UNITED STATES
Religion Dispatches
Post by ANTHEA BUTLER
In his ongoing PR mission to rehabilitate the Catholic Church’s image, Pope Francis may have taken a misstep. Today the Pope concelebrated mass with Cardinal Roger Mahony (who cheerfully blogged about it here) on the same day that the United Nations Committee on Convention of the Rights of the Child heard over eight hours of testimony from the Vatican on the ongoing sexual abuse scandal.
Interestingly enough, in the homily from that concelebrated mass, Pope Francis commented, “Scandals in the Church happen because there is no living relationship between God and His word. Thus, corrupt priests, instead of giving the bread of life, give a poisoned meal to the people of god.” No kidding.
For years the Cardinal’s malfeasance handed the people in my former parish of St. Agatha’s in West Los Angeles a poisoned meal, when young girls were molested there during the 1970s. Mahony, who swept much of the Los Angeles abuse scandal under the rug for his own agenda, is exactly the kind of cleric Pope Francis berated in his homily today.

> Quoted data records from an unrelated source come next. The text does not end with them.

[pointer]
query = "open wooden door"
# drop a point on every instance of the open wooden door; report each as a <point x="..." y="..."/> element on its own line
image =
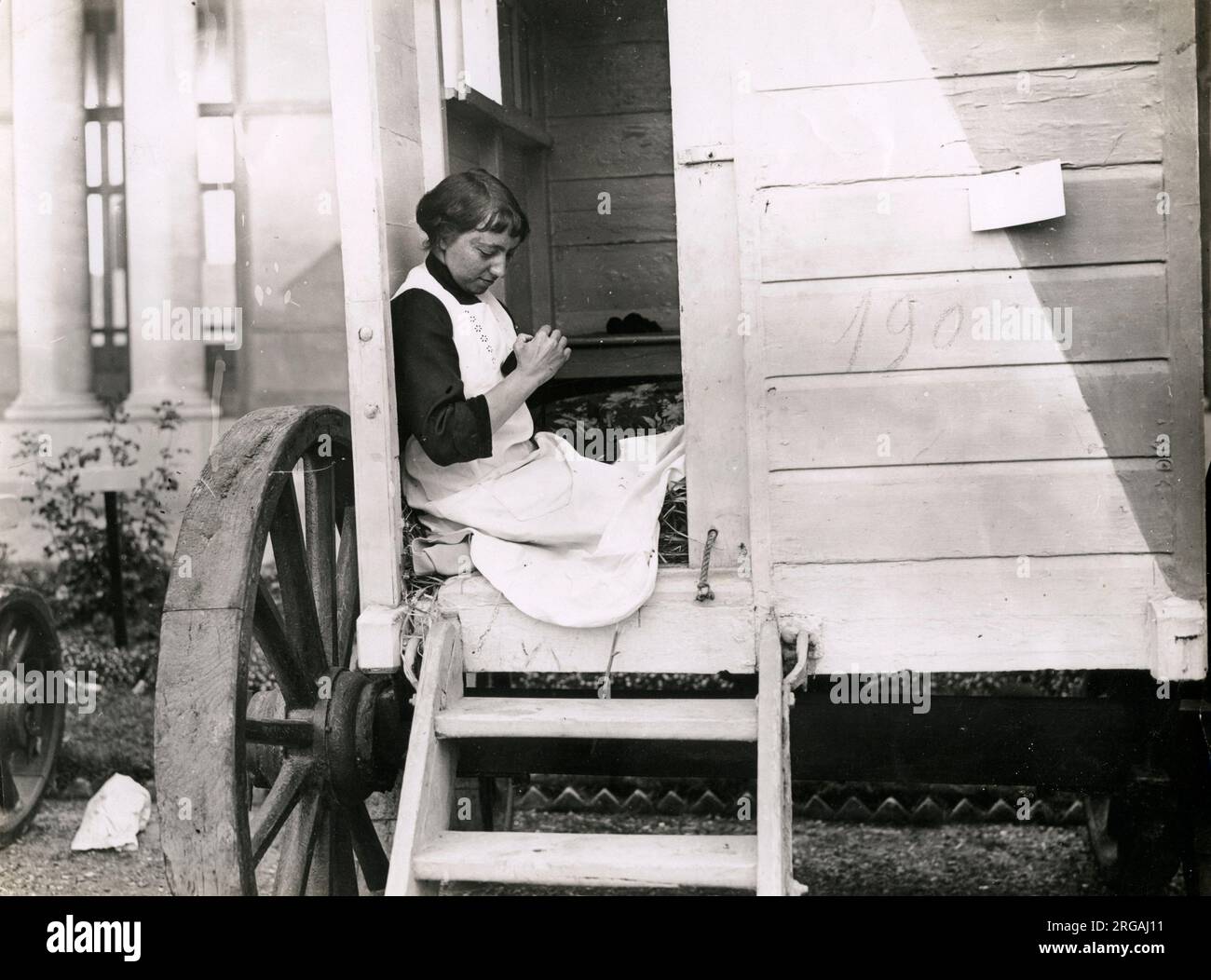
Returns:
<point x="967" y="450"/>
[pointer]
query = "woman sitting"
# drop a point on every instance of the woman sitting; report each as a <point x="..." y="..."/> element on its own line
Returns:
<point x="565" y="538"/>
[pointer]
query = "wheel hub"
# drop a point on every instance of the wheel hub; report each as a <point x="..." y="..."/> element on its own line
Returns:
<point x="358" y="735"/>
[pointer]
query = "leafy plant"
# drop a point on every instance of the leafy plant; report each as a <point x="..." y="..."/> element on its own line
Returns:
<point x="73" y="520"/>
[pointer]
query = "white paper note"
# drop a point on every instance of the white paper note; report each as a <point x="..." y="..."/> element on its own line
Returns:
<point x="1016" y="197"/>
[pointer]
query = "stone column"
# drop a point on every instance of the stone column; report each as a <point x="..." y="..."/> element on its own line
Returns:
<point x="48" y="197"/>
<point x="164" y="232"/>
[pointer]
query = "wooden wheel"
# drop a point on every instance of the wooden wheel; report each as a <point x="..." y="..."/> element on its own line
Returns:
<point x="326" y="735"/>
<point x="29" y="732"/>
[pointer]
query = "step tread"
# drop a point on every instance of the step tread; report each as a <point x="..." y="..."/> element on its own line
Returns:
<point x="677" y="718"/>
<point x="616" y="860"/>
<point x="670" y="633"/>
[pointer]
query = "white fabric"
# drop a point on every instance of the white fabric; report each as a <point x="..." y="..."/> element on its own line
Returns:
<point x="565" y="539"/>
<point x="116" y="817"/>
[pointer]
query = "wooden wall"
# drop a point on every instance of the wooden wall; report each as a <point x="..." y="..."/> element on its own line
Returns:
<point x="941" y="499"/>
<point x="608" y="112"/>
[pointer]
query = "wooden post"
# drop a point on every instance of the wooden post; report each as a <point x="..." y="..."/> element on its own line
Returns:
<point x="114" y="557"/>
<point x="383" y="156"/>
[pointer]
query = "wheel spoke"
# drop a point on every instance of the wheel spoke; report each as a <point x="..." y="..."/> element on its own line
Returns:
<point x="8" y="795"/>
<point x="298" y="846"/>
<point x="347" y="606"/>
<point x="23" y="637"/>
<point x="286" y="733"/>
<point x="298" y="602"/>
<point x="269" y="632"/>
<point x="279" y="803"/>
<point x="319" y="505"/>
<point x="368" y="848"/>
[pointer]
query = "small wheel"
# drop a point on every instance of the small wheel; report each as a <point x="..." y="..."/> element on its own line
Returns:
<point x="31" y="730"/>
<point x="325" y="737"/>
<point x="1134" y="833"/>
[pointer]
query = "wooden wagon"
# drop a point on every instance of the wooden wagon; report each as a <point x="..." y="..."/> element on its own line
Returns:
<point x="889" y="486"/>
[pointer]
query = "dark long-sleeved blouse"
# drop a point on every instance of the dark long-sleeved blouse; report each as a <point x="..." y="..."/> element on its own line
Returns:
<point x="430" y="402"/>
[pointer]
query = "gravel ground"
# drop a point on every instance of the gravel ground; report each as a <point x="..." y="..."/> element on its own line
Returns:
<point x="834" y="859"/>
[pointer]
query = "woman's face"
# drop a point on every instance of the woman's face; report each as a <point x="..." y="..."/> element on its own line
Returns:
<point x="476" y="259"/>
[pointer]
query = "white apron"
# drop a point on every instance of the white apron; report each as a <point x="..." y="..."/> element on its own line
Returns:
<point x="565" y="539"/>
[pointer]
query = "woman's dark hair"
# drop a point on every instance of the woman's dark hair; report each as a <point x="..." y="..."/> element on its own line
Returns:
<point x="470" y="201"/>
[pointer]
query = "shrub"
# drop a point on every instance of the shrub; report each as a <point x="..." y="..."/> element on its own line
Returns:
<point x="74" y="523"/>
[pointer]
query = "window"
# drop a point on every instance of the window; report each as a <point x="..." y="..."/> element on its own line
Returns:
<point x="105" y="200"/>
<point x="214" y="91"/>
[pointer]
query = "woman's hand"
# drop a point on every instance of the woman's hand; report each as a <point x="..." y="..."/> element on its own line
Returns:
<point x="539" y="358"/>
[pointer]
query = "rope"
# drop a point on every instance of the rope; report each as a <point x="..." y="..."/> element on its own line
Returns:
<point x="703" y="589"/>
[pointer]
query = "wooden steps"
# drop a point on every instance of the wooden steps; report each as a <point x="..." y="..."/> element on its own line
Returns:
<point x="673" y="718"/>
<point x="429" y="851"/>
<point x="671" y="633"/>
<point x="613" y="860"/>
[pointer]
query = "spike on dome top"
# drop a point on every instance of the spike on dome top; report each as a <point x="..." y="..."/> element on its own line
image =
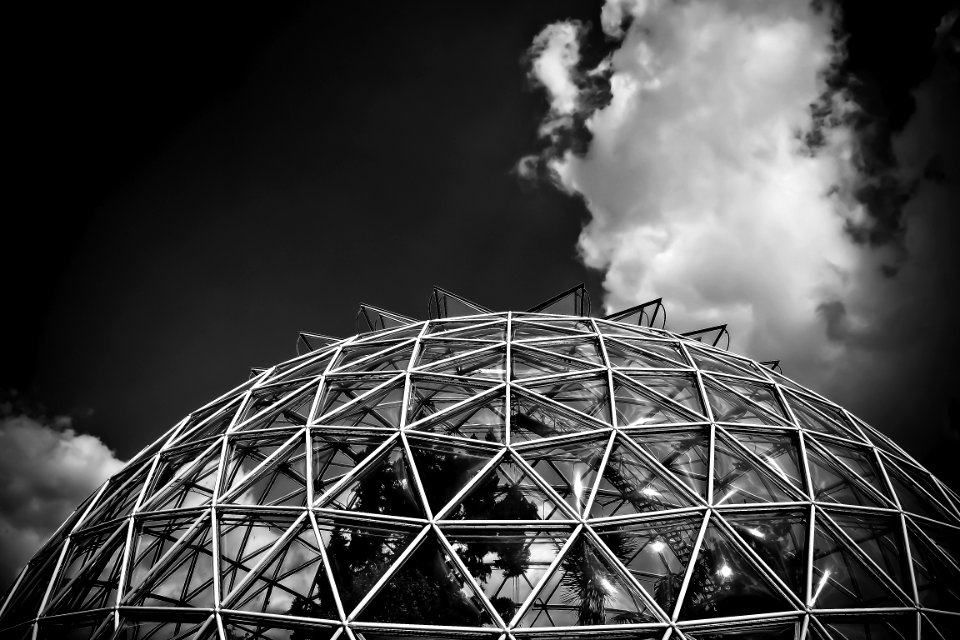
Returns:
<point x="482" y="474"/>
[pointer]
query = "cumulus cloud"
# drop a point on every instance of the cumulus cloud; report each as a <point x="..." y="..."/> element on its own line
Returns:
<point x="725" y="174"/>
<point x="46" y="470"/>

And yet, as Cardinal Mahony reported in his blog, when he talked privately with the pontiff after the Mass, the topic of scandal did not come up—even though Mahony presided over the largest payout to abuse survivors in the Unites States, (660 million, plus a 10 million dollar civil suit). “Most of our conversation focused on the plight of migrants, immigrants, and refugees around the world,” Mahony says.
The same morning of the mass, Archbishop Silvano Tomasi and Vatican representatives were being grilled in Geneva on releasing records relating to sexual abuse around the world. Specific instances on which the commission repeatedly hammered the Vatican representatives included children missing from the Magdalene laundry scandal in Ireland, the issue of corporal punishment of children, and the excommunication of a nine-year-old girl for having an abortion because she was pregnant by her stepfather.